8. Linking things the kid is learning to what is meaningful to him
I would personally steer away teaching philosophical ideas too abstracted away from the practical, after the basic skills are in. But we cannot avoid this happening in most schools. So if a teenager complains about meaningless work there, it is potentially a valid complaint. Learning should be linked to the things that the kid wants in life , for example options and possibilities to pursue his interests (“you need grounding in basics like math and literacy to do cool things”). At some point the kid might be held back by traditional school because the world is changing and education is not able to catch up. The persons reasoning as to the alternative he wants to pursue should be heard.
This kind of sums up my exploration into the elements relevant for high agency in children. If you have any other ideas, drop them in the comments. The final thing I have the most confidence in (but nothing to back it up):
Look at the child without preconceived notions of who he is and what he can be, like he is not your property , like you see him for the first time.

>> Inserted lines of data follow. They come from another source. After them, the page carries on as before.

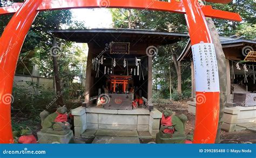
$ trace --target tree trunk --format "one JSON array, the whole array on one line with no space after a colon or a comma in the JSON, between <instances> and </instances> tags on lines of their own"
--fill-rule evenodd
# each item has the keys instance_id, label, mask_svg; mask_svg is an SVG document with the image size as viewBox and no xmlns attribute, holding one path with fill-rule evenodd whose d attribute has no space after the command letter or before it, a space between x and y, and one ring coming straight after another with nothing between
<instances>
[{"instance_id":1,"label":"tree trunk","mask_svg":"<svg viewBox=\"0 0 256 158\"><path fill-rule=\"evenodd\" d=\"M216 136L215 143L220 143L221 125L223 122L223 115L226 103L227 102L227 74L226 66L226 58L222 49L219 35L216 28L211 18L207 18L208 28L209 28L212 41L214 44L216 52L216 57L218 61L218 68L219 69L219 77L220 84L220 113L219 123Z\"/></svg>"},{"instance_id":2,"label":"tree trunk","mask_svg":"<svg viewBox=\"0 0 256 158\"><path fill-rule=\"evenodd\" d=\"M129 29L132 28L132 24L131 24L131 17L132 17L132 11L131 9L129 10L129 15L128 16L128 25Z\"/></svg>"},{"instance_id":3,"label":"tree trunk","mask_svg":"<svg viewBox=\"0 0 256 158\"><path fill-rule=\"evenodd\" d=\"M170 68L169 68L169 73L170 73L170 100L172 100L172 74L171 73L171 66L170 66Z\"/></svg>"},{"instance_id":4,"label":"tree trunk","mask_svg":"<svg viewBox=\"0 0 256 158\"><path fill-rule=\"evenodd\" d=\"M170 46L171 53L172 53L172 60L174 63L175 70L177 74L177 92L179 93L182 93L181 90L181 67L180 62L177 60L177 54L174 53L172 46Z\"/></svg>"},{"instance_id":5,"label":"tree trunk","mask_svg":"<svg viewBox=\"0 0 256 158\"><path fill-rule=\"evenodd\" d=\"M53 46L56 46L56 38L53 37ZM54 51L54 49L52 49ZM57 59L57 54L54 54L52 52L52 61L53 63L53 72L55 84L56 84L56 94L57 94L57 105L62 106L63 105L63 100L62 99L62 94L61 94L62 88L60 86L60 79L59 76L59 69L58 65L58 60Z\"/></svg>"}]
</instances>

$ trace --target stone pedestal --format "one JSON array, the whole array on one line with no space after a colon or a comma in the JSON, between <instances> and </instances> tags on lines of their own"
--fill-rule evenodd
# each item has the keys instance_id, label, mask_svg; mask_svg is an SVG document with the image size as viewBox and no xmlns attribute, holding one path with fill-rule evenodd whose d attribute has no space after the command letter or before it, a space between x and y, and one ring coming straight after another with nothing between
<instances>
[{"instance_id":1,"label":"stone pedestal","mask_svg":"<svg viewBox=\"0 0 256 158\"><path fill-rule=\"evenodd\" d=\"M87 129L86 113L85 107L79 107L71 111L74 116L75 136L80 136Z\"/></svg>"},{"instance_id":2,"label":"stone pedestal","mask_svg":"<svg viewBox=\"0 0 256 158\"><path fill-rule=\"evenodd\" d=\"M157 133L159 132L160 120L162 118L162 113L157 109L150 112L149 118L149 131L152 138L156 138Z\"/></svg>"},{"instance_id":3,"label":"stone pedestal","mask_svg":"<svg viewBox=\"0 0 256 158\"><path fill-rule=\"evenodd\" d=\"M61 143L67 144L73 142L73 132L61 135L47 133L37 132L39 143L41 144Z\"/></svg>"}]
</instances>

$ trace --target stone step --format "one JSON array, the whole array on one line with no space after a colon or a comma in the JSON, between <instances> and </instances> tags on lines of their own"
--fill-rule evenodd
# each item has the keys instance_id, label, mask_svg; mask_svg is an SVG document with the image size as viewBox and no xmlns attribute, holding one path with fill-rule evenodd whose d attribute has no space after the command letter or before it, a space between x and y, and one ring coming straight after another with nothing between
<instances>
[{"instance_id":1,"label":"stone step","mask_svg":"<svg viewBox=\"0 0 256 158\"><path fill-rule=\"evenodd\" d=\"M140 139L152 139L152 135L149 131L138 131L138 134Z\"/></svg>"},{"instance_id":2,"label":"stone step","mask_svg":"<svg viewBox=\"0 0 256 158\"><path fill-rule=\"evenodd\" d=\"M246 129L246 128L237 126L235 128L235 131L242 131Z\"/></svg>"},{"instance_id":3,"label":"stone step","mask_svg":"<svg viewBox=\"0 0 256 158\"><path fill-rule=\"evenodd\" d=\"M238 123L237 126L246 128L253 128L256 127L256 122L250 122L250 123Z\"/></svg>"},{"instance_id":4,"label":"stone step","mask_svg":"<svg viewBox=\"0 0 256 158\"><path fill-rule=\"evenodd\" d=\"M92 143L100 144L138 144L139 143L138 137L113 136L96 135Z\"/></svg>"},{"instance_id":5,"label":"stone step","mask_svg":"<svg viewBox=\"0 0 256 158\"><path fill-rule=\"evenodd\" d=\"M122 130L110 130L99 129L96 134L96 136L109 136L117 137L138 137L137 131Z\"/></svg>"},{"instance_id":6,"label":"stone step","mask_svg":"<svg viewBox=\"0 0 256 158\"><path fill-rule=\"evenodd\" d=\"M87 129L81 134L81 137L87 139L95 138L96 132L97 130Z\"/></svg>"}]
</instances>

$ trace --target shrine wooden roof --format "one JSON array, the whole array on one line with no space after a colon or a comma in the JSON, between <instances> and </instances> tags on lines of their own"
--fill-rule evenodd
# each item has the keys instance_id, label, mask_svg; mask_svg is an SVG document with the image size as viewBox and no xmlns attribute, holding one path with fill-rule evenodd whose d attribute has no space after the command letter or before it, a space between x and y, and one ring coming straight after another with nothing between
<instances>
[{"instance_id":1,"label":"shrine wooden roof","mask_svg":"<svg viewBox=\"0 0 256 158\"><path fill-rule=\"evenodd\" d=\"M220 39L226 58L228 59L243 60L246 56L244 55L245 53L242 53L242 51L246 46L252 47L254 50L256 50L255 40L224 37L220 37ZM189 60L192 56L191 44L190 40L188 40L186 46L177 60L178 61Z\"/></svg>"},{"instance_id":2,"label":"shrine wooden roof","mask_svg":"<svg viewBox=\"0 0 256 158\"><path fill-rule=\"evenodd\" d=\"M68 41L99 44L118 42L164 45L176 43L188 37L187 33L159 32L138 29L57 30L50 30L49 32L57 38Z\"/></svg>"}]
</instances>

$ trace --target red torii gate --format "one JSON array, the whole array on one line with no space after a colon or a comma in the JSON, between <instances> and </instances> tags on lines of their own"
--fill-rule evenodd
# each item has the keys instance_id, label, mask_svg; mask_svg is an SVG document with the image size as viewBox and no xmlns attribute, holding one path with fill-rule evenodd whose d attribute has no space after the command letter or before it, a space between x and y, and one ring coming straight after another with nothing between
<instances>
[{"instance_id":1,"label":"red torii gate","mask_svg":"<svg viewBox=\"0 0 256 158\"><path fill-rule=\"evenodd\" d=\"M214 45L205 17L241 21L238 13L199 7L198 0L26 0L0 8L0 15L15 13L0 38L0 143L13 141L11 122L12 84L26 35L39 11L73 8L148 9L185 14L195 66L197 109L194 143L214 143L219 121L219 85ZM231 0L206 0L227 3ZM207 141L204 140L207 140Z\"/></svg>"}]
</instances>

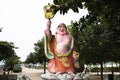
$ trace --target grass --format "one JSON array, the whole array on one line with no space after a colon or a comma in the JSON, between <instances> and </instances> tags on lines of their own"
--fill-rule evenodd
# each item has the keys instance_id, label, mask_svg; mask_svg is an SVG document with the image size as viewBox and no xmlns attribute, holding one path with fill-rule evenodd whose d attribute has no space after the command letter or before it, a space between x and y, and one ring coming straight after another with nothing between
<instances>
[{"instance_id":1,"label":"grass","mask_svg":"<svg viewBox=\"0 0 120 80\"><path fill-rule=\"evenodd\" d=\"M90 75L90 80L101 80L100 75ZM108 80L108 75L103 76L103 80ZM114 80L120 80L120 75L114 75Z\"/></svg>"}]
</instances>

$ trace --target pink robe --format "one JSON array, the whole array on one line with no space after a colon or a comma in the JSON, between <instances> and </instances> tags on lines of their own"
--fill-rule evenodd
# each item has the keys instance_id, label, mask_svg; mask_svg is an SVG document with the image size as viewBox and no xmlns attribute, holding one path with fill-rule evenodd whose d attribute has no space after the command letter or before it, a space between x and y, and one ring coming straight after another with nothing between
<instances>
[{"instance_id":1,"label":"pink robe","mask_svg":"<svg viewBox=\"0 0 120 80\"><path fill-rule=\"evenodd\" d=\"M74 72L72 50L67 56L58 56L55 51L55 45L55 36L45 37L45 54L48 59L51 59L48 63L48 71L52 73Z\"/></svg>"}]
</instances>

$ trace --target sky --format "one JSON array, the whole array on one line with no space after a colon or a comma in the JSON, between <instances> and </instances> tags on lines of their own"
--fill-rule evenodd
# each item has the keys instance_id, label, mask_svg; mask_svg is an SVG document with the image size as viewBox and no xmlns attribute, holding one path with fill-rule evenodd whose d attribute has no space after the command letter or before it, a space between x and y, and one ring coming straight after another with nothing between
<instances>
[{"instance_id":1,"label":"sky","mask_svg":"<svg viewBox=\"0 0 120 80\"><path fill-rule=\"evenodd\" d=\"M43 7L53 0L0 0L0 41L13 42L17 56L25 61L27 56L34 52L34 43L44 36L47 19L45 19ZM59 23L69 25L71 20L78 21L86 15L87 10L79 10L74 13L69 10L67 14L56 13L52 21L53 34Z\"/></svg>"}]
</instances>

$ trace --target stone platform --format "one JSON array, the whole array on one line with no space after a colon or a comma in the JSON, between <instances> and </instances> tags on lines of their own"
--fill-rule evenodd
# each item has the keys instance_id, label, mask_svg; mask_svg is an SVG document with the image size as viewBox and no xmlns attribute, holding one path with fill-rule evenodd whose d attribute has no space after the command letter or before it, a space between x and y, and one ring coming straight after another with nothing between
<instances>
[{"instance_id":1,"label":"stone platform","mask_svg":"<svg viewBox=\"0 0 120 80\"><path fill-rule=\"evenodd\" d=\"M84 73L77 73L77 74L52 74L52 73L46 73L41 74L42 80L89 80L89 74Z\"/></svg>"}]
</instances>

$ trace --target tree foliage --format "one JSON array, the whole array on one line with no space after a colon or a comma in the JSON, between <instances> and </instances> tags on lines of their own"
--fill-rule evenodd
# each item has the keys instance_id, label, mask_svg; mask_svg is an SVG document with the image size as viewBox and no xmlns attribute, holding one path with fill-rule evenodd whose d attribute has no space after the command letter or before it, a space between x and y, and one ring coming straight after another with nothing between
<instances>
[{"instance_id":1,"label":"tree foliage","mask_svg":"<svg viewBox=\"0 0 120 80\"><path fill-rule=\"evenodd\" d=\"M15 55L14 48L12 42L0 41L0 61Z\"/></svg>"}]
</instances>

When you look at the child occasionally, try to spot the Infinite Force and all of creation in their eyes.
“To serve the children is to feel one is serving the spirit of man, a spirit which has to free itself.” ~ Maria Montessori in “The Absorbent Mind”
Interesting resources on the subject:
Interview with Danielle Strachman from 1517 fund ( “We back dropouts working on hard problems & sci-fi scientists at the earliest stages of their companies”)
Simon Harris excellent article on why agency matters and the forces that threaten it in current times. “13-year-old Steve Jobs called Bill Hewlett and received a summer job at HP, which would be unsurprising in Carnegie’s time, was certainly surprising for 1968, and is obviously verboten today.”
This nonviolent communication workshop is transformational in the sense of ironing out any remaining trace of parent neediness and expectation, so the child can naturally flourish under real unconditional love:
On modeling the value of attention agency to kids https://www.wuweiparent.com/p/kids-attention-agency-and-the-us
Agency for the immigrant is usually natural. There is a strong personal drive to get ahead away from poverty / limits etc. I was exploring here how this can be perhaps accessed for the non-immigrants. https://www.wuweiparent.com/p/land-of-the-free-level-2
I wrote about the mindset of high agency that allows to take opportunity of the personal agency renaissance here https://www.wuweiparent.com/p/personal-agency-renaissance
On debunking fears based on one example of societal conditioning https://www.wuweiparent.com/p/the-stuff-fears-are-made-of
https://letgrow.org/ has great ways to give kids more independence, play, and responsibility
I have read and am re-reading this essay.
It is one I have already sent to the parents in my orbit. Agency is elusive I used to think but a crucial 21st century skill. You have me reconsidering.
Fabulous article! So many of these ideas informed my 27-year high school teaching career. What amazing students came from that experience, many of them still good friends!